1 This application raises an interesting insolvency issue on which there is no direct Singapore authority: In what circumstances will the court grant leave for the initiation of compulsory winding up proceedings when the company in question is already in the process of being voluntarily wound up? This is not an obscure point of law divorced from commercial reality. Often, for a variety of reasons, the directors and/or shareholders of a company seek to voluntarily wind up the company if they are of the view that the company cannot carry on as a going business. The reasons for this are usually wholly justified: one instance may be when creditors are reluctant to take any action; another when substantial costs and time can be saved by the voluntary route. There are, however, instances when those responsible for running a company may choose the voluntary liquidation route, in order to “hijack” the liquidation process for reasons that may be viewed as less than legitimate. The voluntary route is a particularly tempting option when related entities of the company or its shareholders are the majority or significant creditors of the company. Directors may also, in certain situations, be averse to having an independent third party mount an enquiry as to the circumstances that precipitated the insolvency of the company. If the directors and management have been involved in corporate shenanigans, it can be expected that they will strenuously take steps to keep out unwelcome prying eyes. In such cases, independent minority creditors may have a legitimate sense of grievance, if their interests are disregarded or if they genuinely fear that the liquidation process may not be fairly implemented. The independence of the liquidators in such situations is often in issue.
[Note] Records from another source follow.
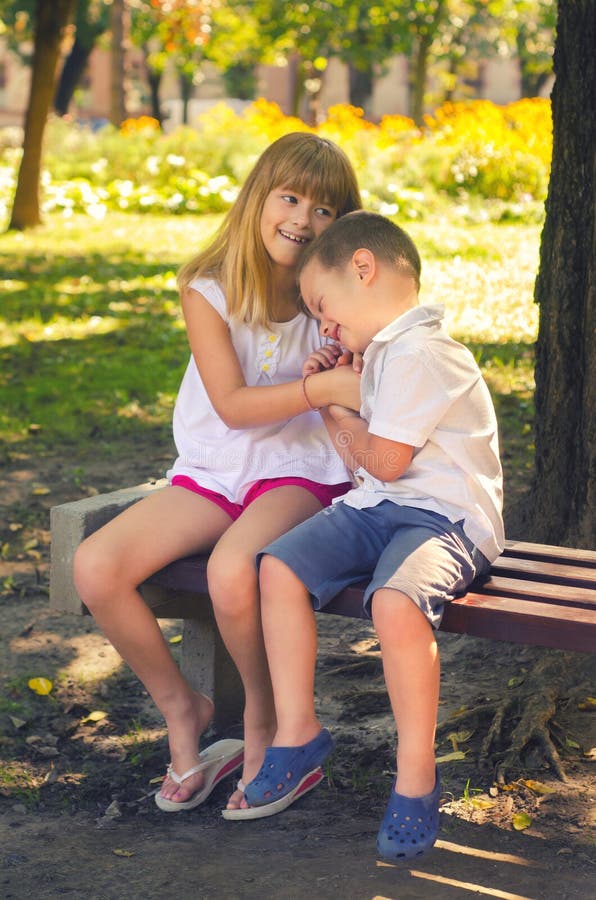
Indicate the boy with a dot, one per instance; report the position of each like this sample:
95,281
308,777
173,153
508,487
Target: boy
423,520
In a leading English authority, Re Palmer Marine Surveys Ltd [1986] BCLC 106 at 111, Hoffmann J (as he then was) observed:

The public is frequently astonished by the ease with which unsuccessful businessmen appear to be able to transfer the assets, goodwill, premises and employees of an insolvent company to a pristine entity with which they continue trading as before, leaving the creditors unpaid. This may be the price which has to be paid for the entrepreneurial incentives of limited liability. But in cases in which it appears to have happened, thorough investigation is required. Disappointed creditors are bound to view with cynicism any investigation undertaken by a liquidator chosen by the very persons whose conduct is under suspicion.

2 The present application is unusual in the sense that the applicants, who want the company compulsorily wound up, are the undisputed majority creditor. It is not disputed that at least 70% of the admitted outstanding debt is due to them. Notwithstanding, the company has chosen to insist on proceeding with voluntary winding up. It has asserted rather implausibly, through its present solicitors, that it is concerned about the additional costs incurred through the possible appointment of new liquidators should compulsory winding up proceedings be initiated. Given the events that have transpired to date, including the startling losses incurred by the company, I was not impressed by this disingenuous contention and readily allowed the application. While there has been no appeal, certain interesting points have emerged in this application which ought to be examined and explicated. I also think it is important to signal to company management and liquidators alike that the court will vigilantly strive to ensure that fair play and commercial morality prevail in all insolvency matters that come to its attention.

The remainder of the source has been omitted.